Reduce the sugar by half with the white balsamic substitution.
Empty the grated onion into a glass measuring cup. Add remaining dressing ingredients and use a mini-whisk or small spoon to blend into a smooth, even mixture.
Pour half of the dressing over the shredded cabbage and carrots and toss to coat, then add more dressing as desired. As the creamy dressing settles in, the cabbage will soften and shrink a good bit. It’s easier to add dressing than to take it away. Cover salad and refrigerate a couple of hours until ready to serve.
Poppy Seed and Lime Vinaigrette Slaw Dressing
1/2 small onion (sweet, yellow or red—whatever you like)
2 tsp. poppy seeds* (see notes)
2 Tbsp. sugar
Juice of 1/2 fresh lime
1 Tbsp. white wine vinegar
1/2 tsp. dry mustard powder
3/4 tsp. kosher salt
1/2 tsp. freshly ground black pepper
1/4 cup canola oil (or other neutral-flavored oil)
2 Tbsp. extra virgin olive oil*
Poppy seeds are sold by the bottle in the spice section of most grocery markets. Celery seed would be a good substitute here, or if seeds cause you trouble, you could easily skip them altogether, but you still want to begin the recipe on the stove.

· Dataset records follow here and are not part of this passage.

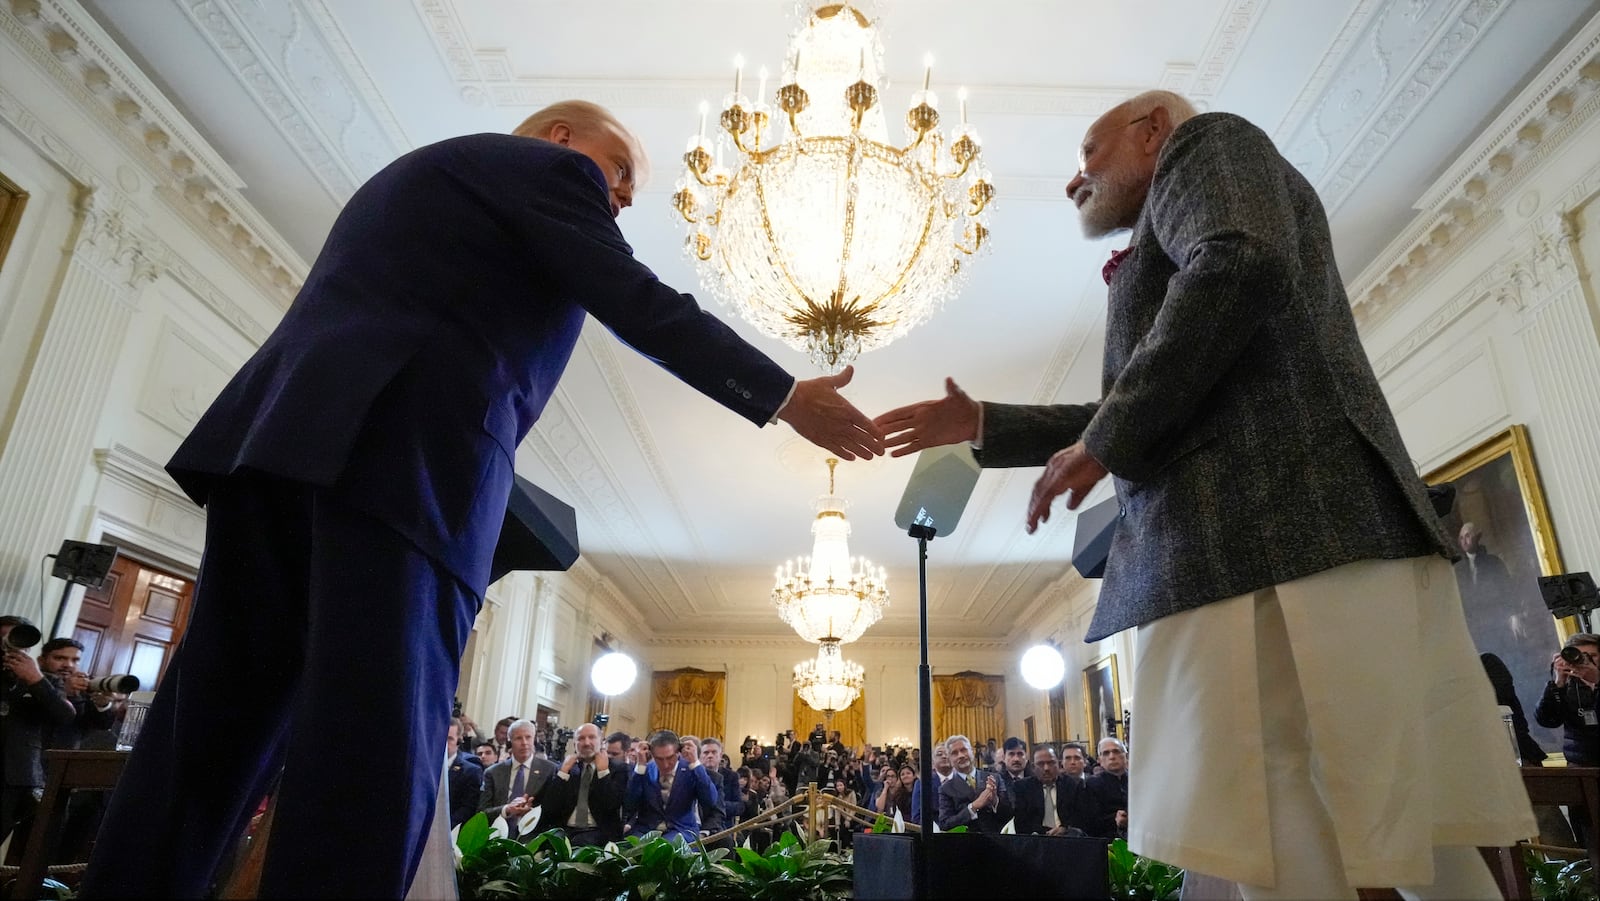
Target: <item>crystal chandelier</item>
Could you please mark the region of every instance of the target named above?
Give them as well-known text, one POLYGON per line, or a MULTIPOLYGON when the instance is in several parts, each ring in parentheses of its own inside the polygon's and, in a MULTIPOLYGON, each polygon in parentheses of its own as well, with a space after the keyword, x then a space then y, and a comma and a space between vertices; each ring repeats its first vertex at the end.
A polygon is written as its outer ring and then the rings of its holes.
POLYGON ((911 95, 905 146, 889 143, 877 84, 883 47, 849 3, 826 3, 790 39, 774 135, 766 70, 755 102, 743 60, 724 98, 715 147, 689 139, 673 206, 712 294, 763 334, 837 372, 926 321, 985 246, 994 182, 977 130, 939 132, 938 97, 911 95), (721 164, 722 147, 732 165, 721 164))
POLYGON ((817 659, 794 665, 794 690, 800 700, 831 717, 861 697, 864 675, 861 664, 844 659, 838 639, 830 638, 817 648, 817 659))
POLYGON ((889 605, 883 567, 874 570, 865 558, 850 557, 845 502, 833 493, 837 465, 828 459, 828 493, 817 498, 811 556, 778 567, 772 588, 778 617, 806 641, 855 641, 889 605))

Extra virgin olive oils provide the most health benefits, but some of them have a very “green” or pungent flavor. For this recipe, use the most neutral-flavored olive oil you can find, such as arbequina. Specialty oil and vinegar shops offer free tastings to help you find your favorites.
Grate the onion into a bowl, keeping the juice. Combine sugar, lime juice, vinegar, mustard powder, salt and pepper in a glass measuring cup.
Place a small, heavy-bottomed sauce pan over medium heat and add the poppy seeds. Swirl the pan constantly and toast the seeds for 2 to 3 minutes, until lightly fragrant. All at once, add the onion (with juice) and the lime juice mixture and stir until sugar is dissolved and mixture begins to simmer at the edges of the pan. Remove from heat and transfer to the small bowl of a food processor. Turn on processor and slowly stream canola oil into the mixture, then repeat with olive oil.
When mixture is fully emulsified, pour about 1/3 cup of it over cabbage mixture. Toss to coat, add more dressing if desired, and refrigerate slaw until ready to serve. Save leftover dressing for use on other salads–perhaps a spinach salad with fresh strawberries.